Marijuana Prices Will Increase After Late Rain Ruins Harvest
The feds and the local newspaper are saying that prices for marijuana will fall this year due to a supposed doubling of statewide pot production in California.
We have different news. Sources from behind the scenes of the marijuana-growing counterculture indicate that prices are on the rise this year due to an early rain late in the harvest season which invited botrytis (aka "bud rot") into thousands of outdoor and greenhouse marijuana farms just days before the final harvest.
Mendocino County, widely known as the Pot Capital of the World because 90% of its residents either grow marijuana or work for someone who grows marijuana, was headed for a bumper crop county-wide after an excellent growing season. When the rains came early, it raised the humidity and deposited moisture into millions of late-season colas, making conditions perfect for the botrytis to grow.

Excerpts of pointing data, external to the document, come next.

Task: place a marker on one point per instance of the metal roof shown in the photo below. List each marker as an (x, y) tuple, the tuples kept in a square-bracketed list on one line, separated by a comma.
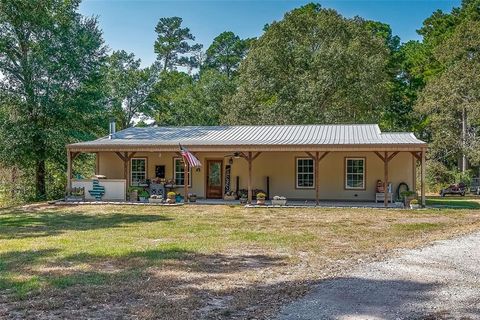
[(270, 135)]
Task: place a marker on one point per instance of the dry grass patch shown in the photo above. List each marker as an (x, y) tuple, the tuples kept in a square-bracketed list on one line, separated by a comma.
[(195, 261)]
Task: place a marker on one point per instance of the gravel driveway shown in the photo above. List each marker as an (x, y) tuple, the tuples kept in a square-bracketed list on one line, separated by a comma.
[(441, 281)]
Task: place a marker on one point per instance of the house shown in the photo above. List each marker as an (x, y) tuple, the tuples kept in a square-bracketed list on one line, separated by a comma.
[(318, 162)]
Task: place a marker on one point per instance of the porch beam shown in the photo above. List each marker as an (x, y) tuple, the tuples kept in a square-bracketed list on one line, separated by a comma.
[(69, 170), (385, 181), (422, 179)]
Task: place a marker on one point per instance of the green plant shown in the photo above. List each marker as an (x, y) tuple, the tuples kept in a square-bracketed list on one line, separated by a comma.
[(144, 194), (261, 195), (406, 194)]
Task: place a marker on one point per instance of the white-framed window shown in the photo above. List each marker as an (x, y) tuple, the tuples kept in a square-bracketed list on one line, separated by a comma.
[(179, 172), (354, 173), (138, 172), (305, 173)]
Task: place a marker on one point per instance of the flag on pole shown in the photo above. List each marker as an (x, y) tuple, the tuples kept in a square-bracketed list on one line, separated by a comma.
[(187, 156)]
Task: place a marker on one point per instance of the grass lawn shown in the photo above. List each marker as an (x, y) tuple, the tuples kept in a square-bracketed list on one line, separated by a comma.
[(195, 261)]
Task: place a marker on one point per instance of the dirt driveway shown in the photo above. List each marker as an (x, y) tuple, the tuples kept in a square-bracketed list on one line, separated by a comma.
[(441, 281)]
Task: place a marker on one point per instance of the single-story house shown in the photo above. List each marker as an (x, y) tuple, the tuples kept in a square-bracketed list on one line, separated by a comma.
[(318, 162)]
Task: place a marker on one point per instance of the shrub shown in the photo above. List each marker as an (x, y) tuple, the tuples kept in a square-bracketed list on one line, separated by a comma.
[(261, 195)]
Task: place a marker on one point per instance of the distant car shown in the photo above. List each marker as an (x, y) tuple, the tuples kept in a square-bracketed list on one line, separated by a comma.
[(454, 189)]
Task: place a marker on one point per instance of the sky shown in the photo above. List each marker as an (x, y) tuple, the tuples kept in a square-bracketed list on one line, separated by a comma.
[(130, 24)]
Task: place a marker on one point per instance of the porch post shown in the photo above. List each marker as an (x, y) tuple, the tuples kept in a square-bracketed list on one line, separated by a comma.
[(249, 187), (186, 179), (69, 169), (385, 182), (315, 172), (422, 179)]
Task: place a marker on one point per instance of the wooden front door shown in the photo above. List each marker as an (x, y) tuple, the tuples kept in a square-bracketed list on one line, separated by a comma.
[(214, 179)]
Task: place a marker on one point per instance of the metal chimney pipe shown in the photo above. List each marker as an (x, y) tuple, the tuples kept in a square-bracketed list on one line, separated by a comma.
[(112, 129)]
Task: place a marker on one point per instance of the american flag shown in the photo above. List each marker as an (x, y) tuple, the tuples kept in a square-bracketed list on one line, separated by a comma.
[(189, 158)]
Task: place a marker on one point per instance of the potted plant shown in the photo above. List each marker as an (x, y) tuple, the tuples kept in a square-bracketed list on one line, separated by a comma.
[(143, 196), (279, 201), (192, 197), (155, 199), (261, 198), (243, 199), (171, 197), (229, 196), (133, 194), (408, 196), (414, 204)]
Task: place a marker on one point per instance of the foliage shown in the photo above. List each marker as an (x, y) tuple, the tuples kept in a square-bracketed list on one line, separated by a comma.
[(314, 66), (172, 45), (128, 87), (226, 52), (50, 60)]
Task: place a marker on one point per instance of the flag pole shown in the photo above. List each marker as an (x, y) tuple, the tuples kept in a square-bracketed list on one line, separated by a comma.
[(186, 180)]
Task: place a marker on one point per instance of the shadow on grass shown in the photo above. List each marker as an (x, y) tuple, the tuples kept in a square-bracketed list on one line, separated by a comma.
[(453, 203), (17, 225)]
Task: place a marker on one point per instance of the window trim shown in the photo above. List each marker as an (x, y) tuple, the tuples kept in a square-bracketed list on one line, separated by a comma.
[(146, 171), (296, 173), (175, 173), (345, 186)]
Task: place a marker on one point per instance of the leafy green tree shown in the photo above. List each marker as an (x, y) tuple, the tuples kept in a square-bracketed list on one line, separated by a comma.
[(451, 99), (172, 45), (226, 52), (314, 66), (50, 59), (128, 87)]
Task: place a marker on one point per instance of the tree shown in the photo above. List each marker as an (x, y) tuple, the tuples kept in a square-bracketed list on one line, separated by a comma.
[(226, 52), (452, 98), (128, 87), (50, 58), (172, 46), (314, 66)]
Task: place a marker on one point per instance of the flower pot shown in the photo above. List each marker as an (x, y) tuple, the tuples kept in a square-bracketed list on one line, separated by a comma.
[(279, 202), (133, 196)]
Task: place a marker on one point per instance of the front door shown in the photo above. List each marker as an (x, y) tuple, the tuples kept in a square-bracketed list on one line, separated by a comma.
[(214, 179)]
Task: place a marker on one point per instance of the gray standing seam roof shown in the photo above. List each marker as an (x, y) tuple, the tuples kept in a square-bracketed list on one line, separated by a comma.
[(287, 135)]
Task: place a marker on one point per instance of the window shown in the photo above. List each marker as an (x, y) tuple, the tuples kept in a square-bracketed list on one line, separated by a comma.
[(305, 173), (138, 172), (179, 172), (355, 173)]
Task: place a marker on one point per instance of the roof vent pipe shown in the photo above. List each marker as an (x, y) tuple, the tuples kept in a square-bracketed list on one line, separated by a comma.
[(112, 129)]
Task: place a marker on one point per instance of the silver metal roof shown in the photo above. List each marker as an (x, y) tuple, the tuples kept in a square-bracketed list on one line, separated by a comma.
[(270, 135)]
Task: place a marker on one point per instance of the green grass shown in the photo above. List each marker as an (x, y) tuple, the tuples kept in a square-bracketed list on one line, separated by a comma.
[(115, 248), (454, 203)]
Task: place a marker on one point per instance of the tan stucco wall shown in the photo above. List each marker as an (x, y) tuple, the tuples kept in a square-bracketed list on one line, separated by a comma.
[(280, 168)]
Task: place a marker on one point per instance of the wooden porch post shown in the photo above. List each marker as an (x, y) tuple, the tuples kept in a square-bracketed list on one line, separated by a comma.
[(186, 179), (69, 169), (386, 159), (423, 178), (385, 181), (249, 184)]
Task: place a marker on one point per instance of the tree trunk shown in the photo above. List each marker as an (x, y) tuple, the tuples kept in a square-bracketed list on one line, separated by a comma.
[(464, 140), (40, 180)]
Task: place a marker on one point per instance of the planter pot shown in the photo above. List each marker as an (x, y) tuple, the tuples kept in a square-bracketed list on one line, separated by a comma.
[(133, 196), (279, 202)]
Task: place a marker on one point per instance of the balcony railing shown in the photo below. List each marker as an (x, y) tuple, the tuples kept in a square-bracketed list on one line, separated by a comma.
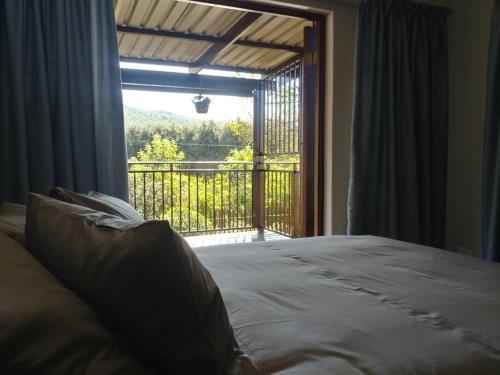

Clark C. Cliffton, a 25-year veteran outdoor marijuana grower living a few miles outside of Willits, explained that while most growers had planted many more plants this year than ever before, that gain was more than offset by the bud rot before the final harvest. Cliffton was expecting a 300 pound harvest this year, but thanks to the botrytis only harvested 180 pounds or less. He sent a team of 20 trimmers home 3 weeks early.
The feds think prices will fall because they confiscated more plants this year than ever before, which they think means that more plants were grown this year than ever before. That is probably true, about there being more plants, but they haven't accounted for the affects of that late rain, and the amount of rotted bud that was tossed out as a result, not to mention the ever-increasing demand for California-grown marijuana.
The market will likely be flooded with outdoor bud for a short while as is normal during the fall season, but will quickly give way to increased demand for indoor marijuana shortly after the end of the year. Expect bulk prices of $3600 or more per pound of chronic in the state of California throughout 2008. That might even mean $60 and $70 eighths on the streets of some U.S. cities outside of California during the summer months of 2008, when demand is highest and supply is low.